Cranberry sauce is a staple of the Thanksgiving table, and freshly-made sauce is a far cry from the stuff in the can! Even better: It is simple to make and tastes so much better.
The addition of apple cuts the tartness of the cranberries, and gives this cranberry sauce a little bit of a sweeter and mellower flavor. It’s a family favorite when the stores start carrying fresh cranberries each autumn. Not only is it tasty with Thanksgiving turkey, it’s delicious with chicken and pork as well!

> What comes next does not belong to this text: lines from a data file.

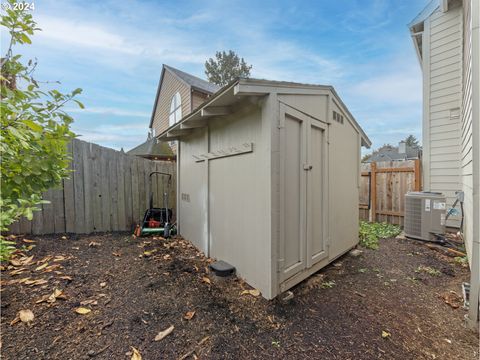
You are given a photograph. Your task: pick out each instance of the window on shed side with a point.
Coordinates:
(175, 109)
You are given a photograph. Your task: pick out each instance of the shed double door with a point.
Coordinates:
(303, 197)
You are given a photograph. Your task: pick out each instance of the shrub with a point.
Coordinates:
(370, 233)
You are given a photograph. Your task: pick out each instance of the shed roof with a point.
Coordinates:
(220, 102)
(153, 148)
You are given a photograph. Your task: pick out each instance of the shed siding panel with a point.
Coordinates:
(444, 103)
(239, 196)
(193, 187)
(466, 133)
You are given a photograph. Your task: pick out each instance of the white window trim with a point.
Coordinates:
(175, 109)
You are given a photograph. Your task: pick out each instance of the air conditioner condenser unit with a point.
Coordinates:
(425, 214)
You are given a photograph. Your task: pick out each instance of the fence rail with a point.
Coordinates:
(383, 186)
(107, 191)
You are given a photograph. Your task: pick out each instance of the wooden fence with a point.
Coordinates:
(107, 191)
(383, 186)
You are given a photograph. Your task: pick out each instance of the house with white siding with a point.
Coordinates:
(447, 41)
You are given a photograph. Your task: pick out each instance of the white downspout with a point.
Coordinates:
(475, 261)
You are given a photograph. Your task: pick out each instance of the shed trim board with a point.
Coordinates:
(263, 191)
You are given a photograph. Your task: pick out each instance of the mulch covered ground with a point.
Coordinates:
(136, 288)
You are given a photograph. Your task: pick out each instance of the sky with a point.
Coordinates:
(114, 51)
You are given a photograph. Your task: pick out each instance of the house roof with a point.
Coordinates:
(152, 148)
(231, 93)
(425, 13)
(195, 83)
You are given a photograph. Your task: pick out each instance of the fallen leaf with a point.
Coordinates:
(164, 333)
(15, 262)
(89, 302)
(253, 292)
(41, 267)
(35, 282)
(26, 316)
(452, 298)
(189, 315)
(82, 310)
(17, 271)
(57, 294)
(45, 259)
(135, 354)
(52, 267)
(26, 260)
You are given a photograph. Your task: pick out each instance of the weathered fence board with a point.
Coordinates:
(383, 186)
(106, 191)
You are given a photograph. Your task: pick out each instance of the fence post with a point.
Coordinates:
(417, 186)
(373, 191)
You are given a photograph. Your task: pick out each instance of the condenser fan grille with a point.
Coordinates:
(413, 216)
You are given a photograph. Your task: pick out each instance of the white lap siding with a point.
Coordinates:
(443, 102)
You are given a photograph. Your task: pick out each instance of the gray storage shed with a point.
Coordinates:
(268, 179)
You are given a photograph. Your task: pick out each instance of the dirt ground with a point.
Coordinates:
(136, 288)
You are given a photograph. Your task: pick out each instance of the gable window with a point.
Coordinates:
(175, 109)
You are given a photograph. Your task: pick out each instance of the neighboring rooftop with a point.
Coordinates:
(193, 81)
(403, 152)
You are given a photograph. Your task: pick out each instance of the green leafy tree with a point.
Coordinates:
(226, 67)
(34, 133)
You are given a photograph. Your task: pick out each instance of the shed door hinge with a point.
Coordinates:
(280, 263)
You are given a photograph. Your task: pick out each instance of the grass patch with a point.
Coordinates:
(370, 233)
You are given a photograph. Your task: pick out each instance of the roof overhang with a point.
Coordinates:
(223, 102)
(416, 26)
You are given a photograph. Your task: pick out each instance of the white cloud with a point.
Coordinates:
(399, 87)
(110, 111)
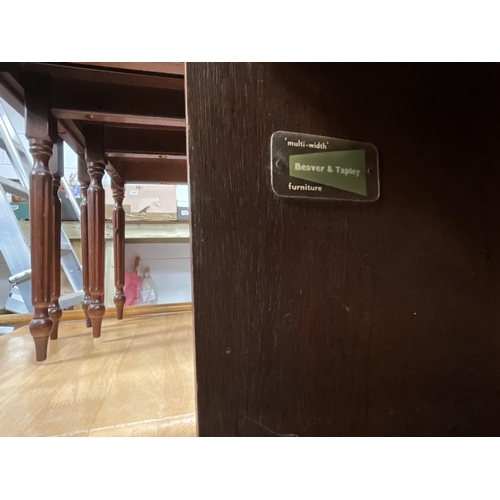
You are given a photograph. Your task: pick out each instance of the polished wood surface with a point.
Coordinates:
(94, 156)
(40, 131)
(337, 318)
(136, 380)
(119, 246)
(78, 314)
(169, 68)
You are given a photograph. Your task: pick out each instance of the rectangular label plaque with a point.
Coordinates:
(313, 166)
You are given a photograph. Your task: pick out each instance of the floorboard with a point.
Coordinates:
(136, 380)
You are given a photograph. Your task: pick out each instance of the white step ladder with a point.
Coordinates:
(14, 246)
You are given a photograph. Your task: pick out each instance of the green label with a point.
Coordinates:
(344, 170)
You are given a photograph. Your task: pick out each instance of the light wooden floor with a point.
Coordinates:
(136, 380)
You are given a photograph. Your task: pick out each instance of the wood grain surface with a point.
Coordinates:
(136, 380)
(337, 318)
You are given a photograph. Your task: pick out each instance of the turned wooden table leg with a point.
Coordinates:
(94, 156)
(55, 311)
(119, 246)
(84, 180)
(40, 129)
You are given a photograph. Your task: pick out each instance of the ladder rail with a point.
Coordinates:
(19, 158)
(13, 245)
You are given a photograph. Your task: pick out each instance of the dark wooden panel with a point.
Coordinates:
(331, 318)
(173, 68)
(159, 141)
(164, 171)
(89, 97)
(104, 75)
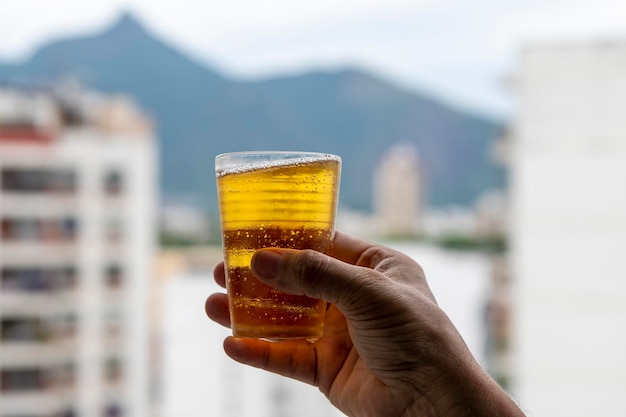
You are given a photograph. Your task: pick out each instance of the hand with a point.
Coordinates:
(387, 349)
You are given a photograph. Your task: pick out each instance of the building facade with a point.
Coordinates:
(77, 199)
(398, 191)
(568, 230)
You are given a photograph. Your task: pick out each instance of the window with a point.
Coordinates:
(47, 230)
(22, 329)
(113, 276)
(22, 379)
(33, 279)
(113, 183)
(33, 180)
(113, 369)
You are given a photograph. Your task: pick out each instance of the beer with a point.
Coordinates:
(289, 202)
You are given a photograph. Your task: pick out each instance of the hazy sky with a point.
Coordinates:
(460, 50)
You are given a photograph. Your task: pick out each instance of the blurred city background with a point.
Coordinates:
(486, 140)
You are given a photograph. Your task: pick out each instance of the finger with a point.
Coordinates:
(348, 249)
(216, 308)
(294, 359)
(219, 274)
(316, 275)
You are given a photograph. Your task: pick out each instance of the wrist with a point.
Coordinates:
(469, 391)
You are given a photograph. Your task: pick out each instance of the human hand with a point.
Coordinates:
(387, 349)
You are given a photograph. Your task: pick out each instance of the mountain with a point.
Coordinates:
(201, 113)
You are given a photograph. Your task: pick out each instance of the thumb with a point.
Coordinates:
(315, 275)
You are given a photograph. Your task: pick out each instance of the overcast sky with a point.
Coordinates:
(459, 50)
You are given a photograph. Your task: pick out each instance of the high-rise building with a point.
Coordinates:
(398, 191)
(568, 235)
(77, 199)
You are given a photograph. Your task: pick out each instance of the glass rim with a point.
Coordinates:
(233, 160)
(277, 153)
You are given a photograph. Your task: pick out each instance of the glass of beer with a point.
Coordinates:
(282, 200)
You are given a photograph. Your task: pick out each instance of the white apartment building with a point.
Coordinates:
(568, 172)
(398, 191)
(77, 198)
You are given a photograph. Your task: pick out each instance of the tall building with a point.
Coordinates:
(568, 173)
(77, 199)
(398, 191)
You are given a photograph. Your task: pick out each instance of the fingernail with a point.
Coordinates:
(266, 263)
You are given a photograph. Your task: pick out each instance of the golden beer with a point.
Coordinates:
(269, 199)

Fun fact: Apples and cranberries both contain pectin, which is a natural thickener. The cranberry sauce will seem runny when it’s done cooking, but will thicken as it cools.
Apple cranberry sauce
Serves 3 cups
- 3/4 cup water
- 1 cup granulated sugar
- 1 Granny Smith apple, peeled and diced
- 3 cups whole cranberries, fresh or frozen
- Put water and sugar into a medium sized saucepan and bring to a boil over medium-high heat. Add apples and cranberries and return to a boil. Reduce heat and simmer for 10 minutes, stirring occasionally.
- Remove from heat and pour sauce into a bowl. Cover and let cool at room temperature.
- Once cooled, refrigerate until ready to serve.